DUI arrests are fast becoming the number one type of criminal charge in the U.S. today according to many sources. The police are often encouraged and empowered to stop as many motorists as they can in the hopes of catching a driver who is impaired by alcohol or drugs, or sometimes both. In the zeal for getting DUI drivers off the road we sometimes forget that the Bill of Rights affords each one of us the protection from unreasonable searches and detentions by law enforcement, with this being said, is it reasonable or legal to stop a car just because the driver was observed leaving a bar or drinking establishment?
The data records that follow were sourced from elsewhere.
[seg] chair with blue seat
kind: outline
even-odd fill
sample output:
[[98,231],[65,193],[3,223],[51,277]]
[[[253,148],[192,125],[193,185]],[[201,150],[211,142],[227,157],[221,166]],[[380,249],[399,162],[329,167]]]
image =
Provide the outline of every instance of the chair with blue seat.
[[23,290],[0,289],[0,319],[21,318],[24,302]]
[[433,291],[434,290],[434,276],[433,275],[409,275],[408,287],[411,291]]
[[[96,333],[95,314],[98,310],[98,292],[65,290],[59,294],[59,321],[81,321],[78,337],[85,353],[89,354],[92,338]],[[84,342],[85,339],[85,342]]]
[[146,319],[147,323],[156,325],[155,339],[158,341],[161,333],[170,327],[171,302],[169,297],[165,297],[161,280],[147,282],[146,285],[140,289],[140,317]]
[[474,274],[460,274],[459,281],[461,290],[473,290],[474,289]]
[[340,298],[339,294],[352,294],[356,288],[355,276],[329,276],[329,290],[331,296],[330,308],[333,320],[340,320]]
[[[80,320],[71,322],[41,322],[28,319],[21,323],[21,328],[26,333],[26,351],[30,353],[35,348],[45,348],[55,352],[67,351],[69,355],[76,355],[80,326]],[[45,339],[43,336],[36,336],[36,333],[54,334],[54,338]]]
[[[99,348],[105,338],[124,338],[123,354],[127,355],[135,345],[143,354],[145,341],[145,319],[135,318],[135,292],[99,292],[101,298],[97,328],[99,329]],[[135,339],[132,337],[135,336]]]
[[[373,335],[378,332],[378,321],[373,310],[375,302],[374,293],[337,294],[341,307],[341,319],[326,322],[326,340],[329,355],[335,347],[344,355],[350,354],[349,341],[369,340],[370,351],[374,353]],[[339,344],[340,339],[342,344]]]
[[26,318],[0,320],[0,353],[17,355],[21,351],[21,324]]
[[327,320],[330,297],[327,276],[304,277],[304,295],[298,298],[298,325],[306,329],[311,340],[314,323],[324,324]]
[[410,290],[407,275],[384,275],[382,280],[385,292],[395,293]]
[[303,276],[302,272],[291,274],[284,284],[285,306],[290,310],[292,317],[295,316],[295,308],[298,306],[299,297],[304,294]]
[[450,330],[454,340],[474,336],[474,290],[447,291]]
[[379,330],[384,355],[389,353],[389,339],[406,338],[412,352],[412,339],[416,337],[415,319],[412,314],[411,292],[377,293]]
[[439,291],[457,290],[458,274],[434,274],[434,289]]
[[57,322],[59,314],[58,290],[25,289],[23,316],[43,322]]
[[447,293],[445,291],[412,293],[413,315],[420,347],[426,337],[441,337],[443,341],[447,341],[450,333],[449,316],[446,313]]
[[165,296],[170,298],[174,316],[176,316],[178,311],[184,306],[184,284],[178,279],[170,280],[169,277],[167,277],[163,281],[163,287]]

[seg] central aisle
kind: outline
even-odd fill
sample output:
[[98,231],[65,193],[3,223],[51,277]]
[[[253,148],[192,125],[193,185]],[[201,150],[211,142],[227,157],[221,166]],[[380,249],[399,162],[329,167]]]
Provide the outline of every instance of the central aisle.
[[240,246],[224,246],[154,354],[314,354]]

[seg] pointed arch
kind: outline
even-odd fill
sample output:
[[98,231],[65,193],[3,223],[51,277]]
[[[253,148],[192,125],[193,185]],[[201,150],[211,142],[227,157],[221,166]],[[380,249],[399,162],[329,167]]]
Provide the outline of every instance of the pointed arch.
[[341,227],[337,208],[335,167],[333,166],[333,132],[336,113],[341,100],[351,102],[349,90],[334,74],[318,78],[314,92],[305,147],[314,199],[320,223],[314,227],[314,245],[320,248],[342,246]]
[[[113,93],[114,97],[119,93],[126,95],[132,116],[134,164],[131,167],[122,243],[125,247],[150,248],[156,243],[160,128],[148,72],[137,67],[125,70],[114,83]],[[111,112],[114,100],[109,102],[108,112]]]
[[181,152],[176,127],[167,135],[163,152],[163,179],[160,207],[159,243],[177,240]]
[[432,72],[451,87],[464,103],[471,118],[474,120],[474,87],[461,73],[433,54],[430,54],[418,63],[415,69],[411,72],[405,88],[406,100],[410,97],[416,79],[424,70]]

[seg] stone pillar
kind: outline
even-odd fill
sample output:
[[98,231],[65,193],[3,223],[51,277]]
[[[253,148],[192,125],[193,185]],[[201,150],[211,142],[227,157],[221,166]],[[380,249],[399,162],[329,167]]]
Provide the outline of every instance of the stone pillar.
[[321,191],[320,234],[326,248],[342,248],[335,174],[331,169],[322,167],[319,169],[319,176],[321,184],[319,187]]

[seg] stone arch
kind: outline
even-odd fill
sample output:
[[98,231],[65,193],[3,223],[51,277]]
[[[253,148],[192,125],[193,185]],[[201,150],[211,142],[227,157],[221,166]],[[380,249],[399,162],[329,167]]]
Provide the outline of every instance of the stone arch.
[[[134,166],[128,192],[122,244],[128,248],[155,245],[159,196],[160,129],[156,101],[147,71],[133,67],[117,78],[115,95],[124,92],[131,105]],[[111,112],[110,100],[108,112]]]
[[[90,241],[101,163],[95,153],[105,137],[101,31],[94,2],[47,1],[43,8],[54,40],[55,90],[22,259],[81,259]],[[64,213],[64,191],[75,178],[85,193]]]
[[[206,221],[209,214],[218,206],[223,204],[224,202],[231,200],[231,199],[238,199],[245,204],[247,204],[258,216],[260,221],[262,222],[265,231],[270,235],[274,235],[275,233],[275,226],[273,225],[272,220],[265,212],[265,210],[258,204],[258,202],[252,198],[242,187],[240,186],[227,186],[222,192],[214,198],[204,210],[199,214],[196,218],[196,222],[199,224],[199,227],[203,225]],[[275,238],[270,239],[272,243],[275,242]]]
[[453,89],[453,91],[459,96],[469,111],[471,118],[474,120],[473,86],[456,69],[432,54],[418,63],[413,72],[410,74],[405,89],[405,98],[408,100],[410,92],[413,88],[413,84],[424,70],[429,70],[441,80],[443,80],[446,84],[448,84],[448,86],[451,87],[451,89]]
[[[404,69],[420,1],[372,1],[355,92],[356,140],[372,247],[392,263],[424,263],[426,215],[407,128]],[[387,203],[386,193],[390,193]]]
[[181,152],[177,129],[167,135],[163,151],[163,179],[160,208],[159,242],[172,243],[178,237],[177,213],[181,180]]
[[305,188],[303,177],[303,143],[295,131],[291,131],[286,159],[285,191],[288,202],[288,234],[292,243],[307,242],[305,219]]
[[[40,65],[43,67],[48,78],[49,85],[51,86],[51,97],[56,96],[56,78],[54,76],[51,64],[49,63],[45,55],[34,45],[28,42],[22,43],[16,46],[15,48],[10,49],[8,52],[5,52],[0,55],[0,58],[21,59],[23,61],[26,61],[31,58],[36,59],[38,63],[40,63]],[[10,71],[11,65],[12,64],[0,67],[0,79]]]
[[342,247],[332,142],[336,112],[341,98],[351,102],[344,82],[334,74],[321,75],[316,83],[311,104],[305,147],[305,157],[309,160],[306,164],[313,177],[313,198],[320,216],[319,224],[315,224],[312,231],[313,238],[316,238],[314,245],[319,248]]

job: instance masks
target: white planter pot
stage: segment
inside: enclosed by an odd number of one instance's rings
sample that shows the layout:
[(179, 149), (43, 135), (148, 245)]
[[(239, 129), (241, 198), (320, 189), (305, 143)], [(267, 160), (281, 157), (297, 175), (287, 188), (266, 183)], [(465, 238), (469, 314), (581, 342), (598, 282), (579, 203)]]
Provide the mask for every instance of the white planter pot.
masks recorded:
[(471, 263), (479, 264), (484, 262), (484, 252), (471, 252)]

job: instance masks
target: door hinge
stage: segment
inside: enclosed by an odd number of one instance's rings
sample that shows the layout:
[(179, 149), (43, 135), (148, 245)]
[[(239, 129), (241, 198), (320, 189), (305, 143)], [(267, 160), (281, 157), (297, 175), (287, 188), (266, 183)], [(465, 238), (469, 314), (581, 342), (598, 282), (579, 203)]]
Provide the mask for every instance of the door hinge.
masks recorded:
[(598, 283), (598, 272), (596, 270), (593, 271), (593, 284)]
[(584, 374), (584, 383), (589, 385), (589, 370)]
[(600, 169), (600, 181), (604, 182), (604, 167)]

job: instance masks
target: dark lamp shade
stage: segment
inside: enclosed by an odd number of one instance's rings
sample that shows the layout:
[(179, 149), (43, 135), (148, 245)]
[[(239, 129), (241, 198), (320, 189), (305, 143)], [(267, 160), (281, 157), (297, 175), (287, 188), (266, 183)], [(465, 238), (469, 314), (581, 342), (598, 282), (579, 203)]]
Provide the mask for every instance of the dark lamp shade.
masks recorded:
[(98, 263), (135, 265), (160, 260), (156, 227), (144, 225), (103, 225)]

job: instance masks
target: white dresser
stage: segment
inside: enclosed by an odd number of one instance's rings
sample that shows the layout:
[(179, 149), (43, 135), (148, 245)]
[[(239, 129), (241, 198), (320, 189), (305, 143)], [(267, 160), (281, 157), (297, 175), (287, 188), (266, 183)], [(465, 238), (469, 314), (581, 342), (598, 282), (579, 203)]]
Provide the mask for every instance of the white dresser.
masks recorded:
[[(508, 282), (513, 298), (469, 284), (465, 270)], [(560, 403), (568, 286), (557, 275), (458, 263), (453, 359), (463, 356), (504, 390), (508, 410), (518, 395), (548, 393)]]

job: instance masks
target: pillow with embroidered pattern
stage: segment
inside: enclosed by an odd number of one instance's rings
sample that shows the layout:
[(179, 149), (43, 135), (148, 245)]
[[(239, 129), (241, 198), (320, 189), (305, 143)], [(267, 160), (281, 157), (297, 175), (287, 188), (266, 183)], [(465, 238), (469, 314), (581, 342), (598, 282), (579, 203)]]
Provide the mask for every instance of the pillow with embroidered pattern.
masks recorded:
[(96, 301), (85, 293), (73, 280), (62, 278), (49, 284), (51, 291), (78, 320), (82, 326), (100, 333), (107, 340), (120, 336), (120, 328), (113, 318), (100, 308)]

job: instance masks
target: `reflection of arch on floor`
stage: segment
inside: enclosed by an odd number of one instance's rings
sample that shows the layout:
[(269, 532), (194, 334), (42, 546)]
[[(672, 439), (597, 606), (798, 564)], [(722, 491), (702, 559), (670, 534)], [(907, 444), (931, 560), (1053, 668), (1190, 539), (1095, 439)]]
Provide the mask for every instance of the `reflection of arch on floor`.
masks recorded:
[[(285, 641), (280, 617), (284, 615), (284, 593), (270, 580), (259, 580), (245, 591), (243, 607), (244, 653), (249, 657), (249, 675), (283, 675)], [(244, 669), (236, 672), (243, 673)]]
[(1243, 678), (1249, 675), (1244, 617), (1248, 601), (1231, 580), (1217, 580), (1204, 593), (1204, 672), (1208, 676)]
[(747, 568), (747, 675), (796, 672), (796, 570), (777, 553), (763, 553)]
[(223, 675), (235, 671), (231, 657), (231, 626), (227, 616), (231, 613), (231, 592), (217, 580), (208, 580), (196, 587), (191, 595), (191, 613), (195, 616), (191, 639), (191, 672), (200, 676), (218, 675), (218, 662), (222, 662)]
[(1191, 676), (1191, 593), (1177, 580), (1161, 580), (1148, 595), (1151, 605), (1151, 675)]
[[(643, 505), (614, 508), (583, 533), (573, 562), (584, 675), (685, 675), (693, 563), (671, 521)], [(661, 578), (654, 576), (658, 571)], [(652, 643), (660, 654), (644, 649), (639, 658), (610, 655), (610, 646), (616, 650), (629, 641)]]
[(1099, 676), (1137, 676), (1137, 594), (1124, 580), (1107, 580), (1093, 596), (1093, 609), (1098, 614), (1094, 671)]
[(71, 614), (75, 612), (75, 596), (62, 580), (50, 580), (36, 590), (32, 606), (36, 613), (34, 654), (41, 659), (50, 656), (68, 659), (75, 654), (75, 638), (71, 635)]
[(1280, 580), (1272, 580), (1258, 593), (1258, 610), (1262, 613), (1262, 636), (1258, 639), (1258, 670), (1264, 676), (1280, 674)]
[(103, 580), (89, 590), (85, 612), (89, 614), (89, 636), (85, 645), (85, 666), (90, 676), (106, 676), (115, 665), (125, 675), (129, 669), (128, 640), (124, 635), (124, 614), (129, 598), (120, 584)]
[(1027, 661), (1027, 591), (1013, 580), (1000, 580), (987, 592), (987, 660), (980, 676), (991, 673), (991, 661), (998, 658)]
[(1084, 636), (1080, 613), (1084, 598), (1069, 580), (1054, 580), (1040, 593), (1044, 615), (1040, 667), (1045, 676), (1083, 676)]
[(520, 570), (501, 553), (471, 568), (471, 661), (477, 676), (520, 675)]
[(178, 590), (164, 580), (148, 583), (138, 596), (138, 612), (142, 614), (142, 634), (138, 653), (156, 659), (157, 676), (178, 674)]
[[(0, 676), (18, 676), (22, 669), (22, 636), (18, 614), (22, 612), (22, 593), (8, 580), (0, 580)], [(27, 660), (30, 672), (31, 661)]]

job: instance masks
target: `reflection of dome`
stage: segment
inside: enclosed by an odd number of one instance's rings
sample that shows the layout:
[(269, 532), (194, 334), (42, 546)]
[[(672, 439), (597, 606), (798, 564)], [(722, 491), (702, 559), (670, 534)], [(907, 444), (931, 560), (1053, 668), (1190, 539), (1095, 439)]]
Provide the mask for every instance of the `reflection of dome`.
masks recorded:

Some say it is OK, others believe that unless the officer sees some illegal action, that type of stop would be illegal.
According to Bruce Blythe, a Bakersfield Criminal Defense Attorney who handles many DUI cases, a stop by police simply based on the fact that the driver was seen walking out of a bar would be Constitutionally impermissible. The touchstone of the Fourth Amendment, according to Blythe, is the premise that any "seizure" of a citizen by the government must be based on a reasonable suspicion of criminal activity. This suspicion need not rise to the level of actual certainty, but must cause a reasonable person to conclude that criminal activity may be afoot. In the scenario presented, Blythe argues that the officer would lack any objectively reasonable belief due to the fact that patronizing a bar is not illegal, nor is there any fact upon which the officer could point to that would lead him to a conclusion that the driver had been drinking and was impaired to the degree that he or she could no longer drive the vehicle safely.
In this type of a fact pattern, the absence of any articulated facts to support the belief that the driver was impaired or above the legal limit in California would certainly result in a finding that the contact and subsequent DUI arrest violates the Constitution and thereby would be illegal under CA state law.